Scientific Data (May 2024)

SAROS: A dataset for whole-body region and organ segmentation in CT imaging

  • Sven Koitka,
  • Giulia Baldini,
  • Lennard Kroll,
  • Natalie van Landeghem,
  • Olivia B. Pollok,
  • Johannes Haubold,
  • Obioma Pelka,
  • Moon Kim,
  • Jens Kleesiek,
  • Felix Nensa,
  • René Hosch

DOI
https://doi.org/10.1038/s41597-024-03337-6
Journal volume & issue
Vol. 11, no. 1
pp. 1 – 10

Abstract

Read online

Abstract The Sparsely Annotated Region and Organ Segmentation (SAROS) dataset was created using data from The Cancer Imaging Archive (TCIA) to provide a large open-access CT dataset with high-quality annotations of body landmarks.
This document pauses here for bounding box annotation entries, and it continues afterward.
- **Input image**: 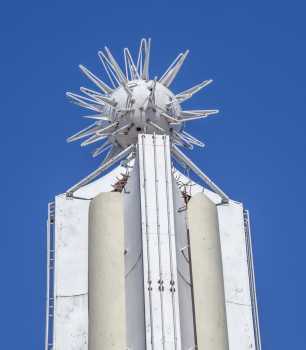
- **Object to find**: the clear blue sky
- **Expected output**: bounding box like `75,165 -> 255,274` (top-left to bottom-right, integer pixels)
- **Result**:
0,0 -> 306,350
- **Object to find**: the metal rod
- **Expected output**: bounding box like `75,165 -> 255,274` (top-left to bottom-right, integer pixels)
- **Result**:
66,145 -> 135,197
172,145 -> 229,203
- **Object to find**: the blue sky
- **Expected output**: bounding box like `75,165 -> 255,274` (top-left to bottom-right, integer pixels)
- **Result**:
0,0 -> 306,350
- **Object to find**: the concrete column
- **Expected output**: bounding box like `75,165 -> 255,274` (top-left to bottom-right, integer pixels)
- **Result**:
88,192 -> 126,350
188,193 -> 229,350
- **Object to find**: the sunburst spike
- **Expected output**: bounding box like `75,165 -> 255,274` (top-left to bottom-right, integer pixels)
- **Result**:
159,50 -> 189,87
79,64 -> 114,94
66,92 -> 105,112
175,79 -> 213,103
80,87 -> 117,107
80,86 -> 104,100
173,130 -> 193,150
102,144 -> 123,165
180,130 -> 205,148
104,46 -> 127,83
123,48 -> 140,80
92,140 -> 113,158
66,122 -> 101,142
141,38 -> 151,80
81,122 -> 118,147
82,113 -> 111,122
180,109 -> 219,122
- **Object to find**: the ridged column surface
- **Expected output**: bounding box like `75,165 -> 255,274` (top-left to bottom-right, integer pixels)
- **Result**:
88,192 -> 126,350
188,193 -> 228,350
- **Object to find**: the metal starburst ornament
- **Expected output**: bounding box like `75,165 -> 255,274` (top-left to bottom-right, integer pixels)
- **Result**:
67,39 -> 218,161
67,39 -> 228,200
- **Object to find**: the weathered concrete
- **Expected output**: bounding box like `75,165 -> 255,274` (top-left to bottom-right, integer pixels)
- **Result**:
187,193 -> 228,350
88,192 -> 126,350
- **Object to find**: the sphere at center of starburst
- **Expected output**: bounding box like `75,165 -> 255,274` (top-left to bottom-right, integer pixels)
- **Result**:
105,80 -> 181,145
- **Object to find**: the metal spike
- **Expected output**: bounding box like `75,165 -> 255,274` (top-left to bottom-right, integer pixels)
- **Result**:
141,38 -> 151,80
82,114 -> 110,121
67,122 -> 101,142
136,38 -> 146,77
160,112 -> 181,124
159,53 -> 183,81
123,48 -> 140,80
111,124 -> 131,136
159,50 -> 189,87
66,145 -> 135,197
79,64 -> 113,94
102,145 -> 123,165
181,131 -> 205,147
175,79 -> 212,103
171,145 -> 229,203
80,86 -> 117,107
81,122 -> 118,147
92,140 -> 113,158
66,92 -> 105,112
180,109 -> 219,122
148,121 -> 167,133
173,130 -> 193,150
103,46 -> 127,83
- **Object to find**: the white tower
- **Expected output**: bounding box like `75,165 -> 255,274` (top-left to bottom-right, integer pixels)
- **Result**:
45,39 -> 260,350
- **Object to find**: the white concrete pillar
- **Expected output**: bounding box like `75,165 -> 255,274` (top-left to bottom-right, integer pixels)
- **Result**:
88,192 -> 126,350
188,193 -> 228,350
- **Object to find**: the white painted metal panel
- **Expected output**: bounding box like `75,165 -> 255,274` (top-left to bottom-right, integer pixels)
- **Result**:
173,178 -> 195,350
54,294 -> 88,350
138,135 -> 181,350
88,192 -> 126,350
122,162 -> 146,350
54,195 -> 89,350
55,195 -> 89,296
187,193 -> 228,350
218,201 -> 256,350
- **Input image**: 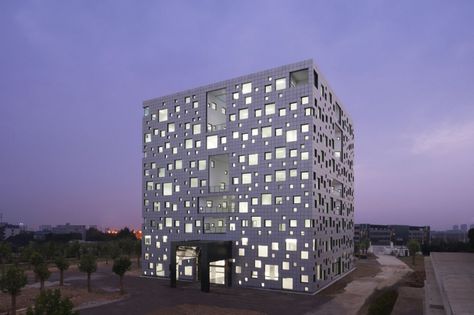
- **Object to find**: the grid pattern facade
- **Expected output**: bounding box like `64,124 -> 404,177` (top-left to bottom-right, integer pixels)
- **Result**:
139,60 -> 354,292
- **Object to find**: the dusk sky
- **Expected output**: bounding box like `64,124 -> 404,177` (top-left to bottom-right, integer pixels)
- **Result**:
0,1 -> 474,229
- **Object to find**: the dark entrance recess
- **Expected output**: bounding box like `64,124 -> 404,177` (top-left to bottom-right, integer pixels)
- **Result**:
169,240 -> 232,292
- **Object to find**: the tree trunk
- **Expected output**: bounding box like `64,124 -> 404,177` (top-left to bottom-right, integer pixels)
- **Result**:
12,294 -> 16,315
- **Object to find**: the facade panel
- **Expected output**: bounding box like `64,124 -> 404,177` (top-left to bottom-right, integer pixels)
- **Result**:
139,60 -> 354,292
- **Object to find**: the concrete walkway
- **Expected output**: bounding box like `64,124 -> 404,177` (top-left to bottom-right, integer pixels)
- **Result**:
307,255 -> 412,315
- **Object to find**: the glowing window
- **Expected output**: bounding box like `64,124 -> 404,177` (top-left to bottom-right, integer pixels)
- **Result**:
239,108 -> 249,120
262,194 -> 272,206
249,153 -> 258,165
275,147 -> 286,159
239,201 -> 249,213
275,170 -> 286,182
207,135 -> 218,149
285,238 -> 297,252
265,103 -> 275,115
286,130 -> 298,142
163,183 -> 173,196
275,78 -> 286,91
242,173 -> 252,185
158,109 -> 168,122
262,126 -> 272,138
258,245 -> 268,257
242,82 -> 252,94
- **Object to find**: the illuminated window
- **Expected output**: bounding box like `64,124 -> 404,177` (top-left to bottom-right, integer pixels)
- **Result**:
242,82 -> 252,94
275,78 -> 286,91
281,278 -> 293,290
207,136 -> 218,149
262,194 -> 272,206
189,177 -> 199,188
239,201 -> 249,213
249,153 -> 258,165
265,265 -> 278,281
262,126 -> 272,138
258,245 -> 268,257
265,103 -> 275,115
239,108 -> 249,120
275,170 -> 286,182
285,238 -> 297,252
242,173 -> 252,185
163,183 -> 173,196
158,109 -> 168,122
184,223 -> 193,233
275,147 -> 286,159
145,133 -> 151,143
286,130 -> 298,142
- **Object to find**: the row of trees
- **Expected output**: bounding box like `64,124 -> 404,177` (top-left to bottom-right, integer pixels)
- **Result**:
0,253 -> 132,314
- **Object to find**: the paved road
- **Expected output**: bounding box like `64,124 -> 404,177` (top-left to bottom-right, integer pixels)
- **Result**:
307,255 -> 411,315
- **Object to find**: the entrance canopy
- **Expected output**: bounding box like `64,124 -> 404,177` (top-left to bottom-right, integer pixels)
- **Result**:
169,240 -> 232,292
In-house segmentation models were employed to generate annotation proposals on randomly selected cases from TCIA. The dataset includes 13 semantic body region labels (abdominal/thoracic cavity, bones, brain, breast implant, mediastinum, muscle, parotid/submandibular/thyroid glands, pericardium, spinal cord, subcutaneous tissue) and six body part labels (left/right arm/leg, head, torso). Case selection was based on the DICOM series description, gender, and imaging protocol, resulting in 882 patients (438 female) for a total of 900 CTs. Manual review and correction of proposals were conducted in a continuous quality control cycle. Only every fifth axial slice was annotated, yielding 20150 annotated slices from 28 data collections. For the reproducibility on downstream tasks, five cross-validation folds and a test set were pre-defined. The SAROS dataset serves as an open-access resource for training and evaluating novel segmentation models, covering various scanner vendors and diseases.